Overall, ethical and privacy considerations require thoughtful policy development, patient-centered communication, and robust security measures. They also demand ongoing evaluation of how wearables impact the patient experience and whether the benefits justify the data practices involved. When these concerns are addressed proactively, wearables can contribute to safer, more respectful, and more effective rehabilitation experiences for stroke survivors.
Future directions and innovations
The coming years are likely to bring deeper integration of wearables with artificial intelligence, personalized rehabilitation programs, and multimodal sensing. Advanced algorithms may fuse data from motion sensors, physiologic monitors, environmental sensors, and patient-reported outcomes to generate holistic assessments of recovery. Such systems could detect subtle patterns that predict waning function or identify the optimal timing for specific therapeutic interventions, enabling proactive adjustments rather than reactive changes after a decline occurs. This anticipatory capability could be transformative for maintaining momentum in recovery and preventing complications related to inactivity or fatigue.

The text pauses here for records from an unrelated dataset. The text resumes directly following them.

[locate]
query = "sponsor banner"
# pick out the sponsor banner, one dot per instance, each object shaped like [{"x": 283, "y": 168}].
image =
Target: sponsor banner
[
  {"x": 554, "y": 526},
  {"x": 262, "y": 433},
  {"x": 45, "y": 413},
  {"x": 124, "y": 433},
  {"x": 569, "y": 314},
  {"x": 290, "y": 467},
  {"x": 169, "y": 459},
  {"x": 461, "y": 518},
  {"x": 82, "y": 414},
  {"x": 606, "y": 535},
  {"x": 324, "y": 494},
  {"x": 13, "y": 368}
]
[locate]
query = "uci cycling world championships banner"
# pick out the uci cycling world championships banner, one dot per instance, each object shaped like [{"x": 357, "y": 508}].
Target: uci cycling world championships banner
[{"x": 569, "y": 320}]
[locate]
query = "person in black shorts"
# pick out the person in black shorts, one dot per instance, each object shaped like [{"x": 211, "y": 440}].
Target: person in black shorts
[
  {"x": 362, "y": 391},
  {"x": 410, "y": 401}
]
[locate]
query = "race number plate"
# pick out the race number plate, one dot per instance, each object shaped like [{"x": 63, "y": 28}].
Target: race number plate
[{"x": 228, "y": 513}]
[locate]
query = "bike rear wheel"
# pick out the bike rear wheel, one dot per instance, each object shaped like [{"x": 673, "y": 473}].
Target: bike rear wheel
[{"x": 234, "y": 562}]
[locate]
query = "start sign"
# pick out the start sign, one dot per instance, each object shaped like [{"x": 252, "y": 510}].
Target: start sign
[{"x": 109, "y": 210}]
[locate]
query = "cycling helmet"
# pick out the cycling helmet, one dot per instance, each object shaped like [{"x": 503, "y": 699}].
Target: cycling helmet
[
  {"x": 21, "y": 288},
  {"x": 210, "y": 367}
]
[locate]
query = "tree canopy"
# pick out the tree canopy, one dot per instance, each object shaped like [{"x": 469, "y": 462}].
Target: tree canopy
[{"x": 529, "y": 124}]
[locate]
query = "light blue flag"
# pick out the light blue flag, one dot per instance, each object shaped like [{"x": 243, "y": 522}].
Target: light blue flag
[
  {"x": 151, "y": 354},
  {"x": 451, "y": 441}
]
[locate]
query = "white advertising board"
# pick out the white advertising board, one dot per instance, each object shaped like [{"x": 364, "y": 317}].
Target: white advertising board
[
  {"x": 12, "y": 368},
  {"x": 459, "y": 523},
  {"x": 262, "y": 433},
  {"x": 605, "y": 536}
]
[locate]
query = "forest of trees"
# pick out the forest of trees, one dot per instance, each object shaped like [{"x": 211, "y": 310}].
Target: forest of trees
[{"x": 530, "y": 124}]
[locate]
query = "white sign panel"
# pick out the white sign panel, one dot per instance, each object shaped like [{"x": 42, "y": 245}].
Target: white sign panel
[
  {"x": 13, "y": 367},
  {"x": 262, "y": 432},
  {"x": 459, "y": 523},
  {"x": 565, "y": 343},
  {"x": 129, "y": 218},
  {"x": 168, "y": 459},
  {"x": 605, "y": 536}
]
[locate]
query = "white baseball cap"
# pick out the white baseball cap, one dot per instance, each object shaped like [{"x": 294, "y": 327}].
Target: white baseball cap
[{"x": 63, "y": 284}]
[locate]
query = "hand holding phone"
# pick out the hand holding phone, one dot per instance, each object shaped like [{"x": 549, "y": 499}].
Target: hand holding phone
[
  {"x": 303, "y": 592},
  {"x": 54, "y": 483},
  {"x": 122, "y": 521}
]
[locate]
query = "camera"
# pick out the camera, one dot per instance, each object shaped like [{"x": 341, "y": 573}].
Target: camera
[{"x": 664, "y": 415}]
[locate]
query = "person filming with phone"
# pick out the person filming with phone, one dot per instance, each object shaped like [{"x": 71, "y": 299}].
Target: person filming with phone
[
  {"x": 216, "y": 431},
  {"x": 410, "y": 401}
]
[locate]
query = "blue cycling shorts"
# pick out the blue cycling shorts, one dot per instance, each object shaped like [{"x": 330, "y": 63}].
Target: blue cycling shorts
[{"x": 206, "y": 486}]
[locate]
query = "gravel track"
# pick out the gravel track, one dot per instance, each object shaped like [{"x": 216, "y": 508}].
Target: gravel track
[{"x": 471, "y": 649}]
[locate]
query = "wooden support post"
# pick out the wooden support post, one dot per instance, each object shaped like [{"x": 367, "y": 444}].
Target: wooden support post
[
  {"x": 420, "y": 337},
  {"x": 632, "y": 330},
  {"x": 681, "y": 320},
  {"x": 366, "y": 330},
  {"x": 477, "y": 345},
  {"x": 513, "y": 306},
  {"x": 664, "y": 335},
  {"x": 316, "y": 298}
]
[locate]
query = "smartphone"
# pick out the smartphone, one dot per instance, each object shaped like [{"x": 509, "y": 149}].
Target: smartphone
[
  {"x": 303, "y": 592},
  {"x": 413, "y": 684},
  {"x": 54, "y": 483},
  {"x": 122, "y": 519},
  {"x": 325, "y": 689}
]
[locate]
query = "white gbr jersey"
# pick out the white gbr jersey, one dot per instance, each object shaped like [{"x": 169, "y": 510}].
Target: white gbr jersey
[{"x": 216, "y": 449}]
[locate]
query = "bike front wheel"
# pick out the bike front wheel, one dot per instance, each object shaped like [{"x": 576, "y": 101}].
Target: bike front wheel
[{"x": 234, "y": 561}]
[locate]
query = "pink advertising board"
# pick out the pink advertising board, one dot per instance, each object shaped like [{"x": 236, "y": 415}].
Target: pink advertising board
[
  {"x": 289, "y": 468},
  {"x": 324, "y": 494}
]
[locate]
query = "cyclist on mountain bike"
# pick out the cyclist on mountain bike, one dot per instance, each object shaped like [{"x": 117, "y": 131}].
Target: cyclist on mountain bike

Adaptive and intelligent rehabilitation platforms may tailor interventions to an individual’s neuroplastic potential, learning style, and daily rhythms. For example, AI-driven coaching could suggest the most effective exercise sequences for a given day based on a constellation of sensor data, past performance, and sleep quality. Haptic feedback and immersive technologies might create engaging, motivating environments that encourage precise and varied movement. While these innovations are promising, their success depends on rigorous validation, ethical deployment, and careful consideration of user preferences and accessibility.
Another area of development involves multimodal wearables that combine physical sensing with cognitive and emotional monitoring. By linking movement data with indicators of fatigue, mood, or stress, rehabilitation teams can craft more nuanced interventions that address both physical and psychological aspects of recovery. This integrated approach aligns with the understanding that neuromotor recovery is influenced by cognitive load, emotional state, and social environment. Programs that embrace this complexity stand to offer a more comprehensive pathway to functional independence after stroke.
As wearables become more embedded in standard care, the emphasis shifts toward scalability and sustainability. This includes leveraging cloud-based analytics, interoperable data standards, and remote monitoring capabilities that support long-term follow-up in diverse settings. The democratization of wearable-enabled rehabilitation depends on balancing sophistication with simplicity, ensuring that devices remain accessible to patients with varying levels of technical comfort and resources. Clinicians, engineers, and policymakers will need to collaborate to create frameworks that maximize benefit while protecting patient rights and preserving the essential human-centered nature of stroke recovery.
Ultimately, the trajectory of wearables in post-stroke recovery points toward a future in which data-driven insights empower patients to participate actively in their healing journey, while clinicians gain precise, context-rich information to guide personalized care. This synergy between technology and compassionate clinical practice holds promise for enhancing independence, improving quality of life, and supporting resilient, lifelong health after stroke. By staying focused on patient needs, rigorous validation, and ethical stewardship, the field can realize the full potential of wearables to transform post-stroke rehabilitation into a more responsive, effective, and empowering process.